Atlanta Reproductive Health Centre
(Reproduced with permission)
Polycystic ovary syndrome is characterized by anovulation (irregular or absent menstrual periods) and hyperandrogenism (elevated serum testosterone and androstenedione). Patients with this syndrome may complain of abnormal bleeding, infertility, obesity, excess hair growth, hair loss and acne. In addition to the clinical and hormonal changes associated with this condition, vaginal ultrasound shows enlarged ovaries with an increased number of small (6-10mm) follicles around the periphery (Polycystic Appearing Ovaries or PAO). While ultrasound reveals that polycystic appearing ovaries are commonly seen in up to 20% of women in the reproductive age range, PolyCystic Ovary Syndrome (PCOS) is a estimated to affect about half as many or approximately 6-10% of women. The condition appears to have a genetic component and those effected often have both male and female relatives with adult-onset diabetes, obesity, elevated blood triglycerides, high blood pressure and female relatives with infertility, hirsutism and menstrual problems.
WHAT CAUSES PCOS?
As of yet, we do not understand why one woman who demonstrates polycystic appearing ovaries on ultrasound has regular menstrual cycles and no signs of excess androgens while another develops PCOS. One of the major biochemical features of polycystic ovary syndrome is insulin resistance accompanied by compensatory hyperinsulinemia (elevated fasting blood insulin levels). There is increasing data that hyperinsulinemia produces the hyperandrogenism of polycystic ovary syndrome by increasing ovarian androgen production, particularly testosterone and androstenedione and by decreasing the serum sex hormone binding globulin concentration. The high levels of androgenic hormones interfere with the pituitary ovarian axis, leading to increased LH levels, anovulation, amenorrhea, and infertility.

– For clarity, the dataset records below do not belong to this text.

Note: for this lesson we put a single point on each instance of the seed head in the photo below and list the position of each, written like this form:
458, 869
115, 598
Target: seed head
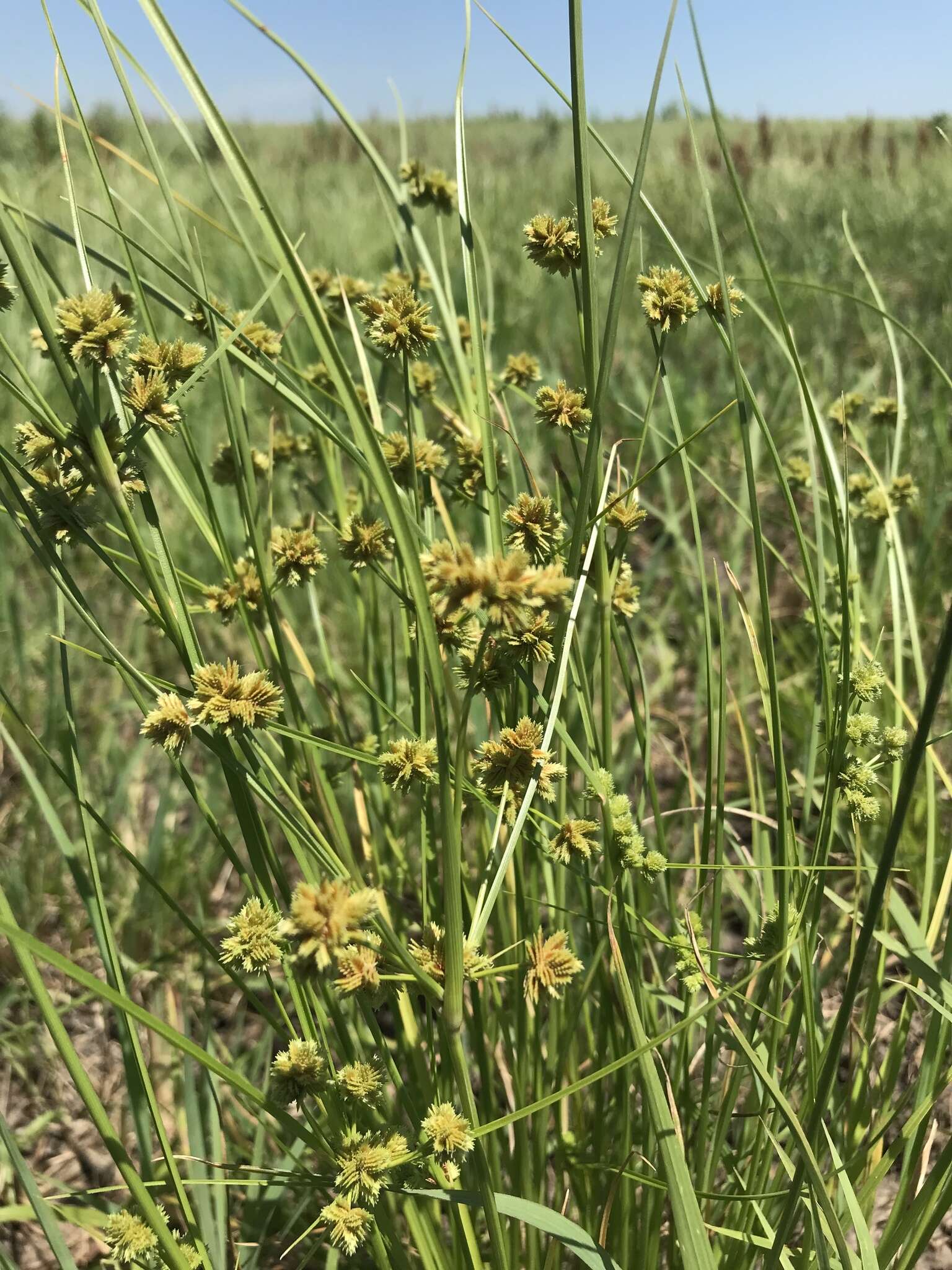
257, 337
767, 944
399, 324
863, 808
573, 841
327, 917
8, 293
431, 954
563, 408
175, 360
128, 1236
552, 244
537, 528
866, 681
363, 1082
625, 593
363, 541
552, 964
93, 328
894, 742
715, 298
448, 1130
296, 556
358, 966
253, 940
350, 1225
231, 701
409, 761
521, 370
862, 729
667, 296
298, 1072
425, 379
148, 397
514, 758
169, 724
885, 411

NEWER METHODS OF TREATMENT
Traditional treatments have been difficult, expensive and have limited success. Infertility treatments include weight loss diets, ovulation medications, ovarian drilling surgery and IVF. Other symptoms have been managed by anti-androgen medication (birth control pills, spironolactone, flutamide or finasteride)
But recently two promising new treatment options have become available. Drs. Velazquez, Nestler and Dunaif have shown that lowering serum insulin concentrations with metformin (Glucophage 1500 mg a day) or troglitazone (Rezulin 400 mg a day) ameliorates hyperandrogenism, by reduction of ovarian enzyme activity that results in male hormone production.
For women in the reproductive age range, polycystic ovary syndrome is a serious, common cause of infertility, because of the endocrine abnormalities which accompany elevated insulin levels. There is increasing evidence that this endocrine abnormality can be reversed by treatment with widely available standard medications which are leading medicines used in this country for the treatment of adult onset diabetes, metformin (Glucophage 500 or 850 mg three times per day with meals) or troglitazone (Rezulin 400 mg once a day). These medications have been shown to reverse the endocrine abnormalities seen with polycystic ovary syndrome within two or three months. They can result in decreased hair loss, diminished facial and body hair growth, normalization of elevated blood pressure, regulation or menses, weight loss and normal fertility. We have seen pregnancies result in less than two months in woman who conceived in their very first ovulatory menstrual cycle.
The medical literature suggests that the endocrinopathy in most patients with polycystic ovary syndrome
ARE THESE MEDICATIONS SAFE?
Side effects are rare. Fortunately, when given to non_diabetic patients, neither metformin or troglitazone lowers blood sugar while both appear to be very safe. In the first week of taking the medication, people will often experience upset stomach or diarrhea which usually resolves after the first week. For those on metformin, this side effect can be minimized by starting with one pill daily the first week and increasing to twice a day during the second week. Patients with reduced renal function (creatinine >1.5 or creatinine clearance <60%) are at a higher risk for a rare side effect of metformin therapy called lactic acidosis, and the drug should be given cautiously, if at all, to such patients.
While safety during pregnancy has not yet been established, three patients who continued on metformin during their entire pregnancy and one who remained on troglitazone have delivered normal babies. Dr. Glueck, Nestler, and I have all had patients who have conceived using metformin and all resulting babies were normal. These drugs are considered class B meaning that insufficient human data is available but no credible animal data suggests a teratogenic risk. Although to the best of our present knowledge the risk of birth defects would be small, it must be noted that maternal diabetes has been associated with an increased risk of birth defects and the underlying elevated insulin levels may lead to birth defects if not corrected. I feel the most prudent policy is to avoid the use of the medications during pregnancy until more data is available. Therefore, we ask all patients on these medications to monitor their basal body temperatures if pregnancy is a possibility. When the temperature remains elevated for more than 16 days, pregnancy is likely and a home pregnancy test should be performed. If positive, the medication is discontinued. If negative the BBT chart is reviewed by the physician or nurse to determine the appropriate course to follow.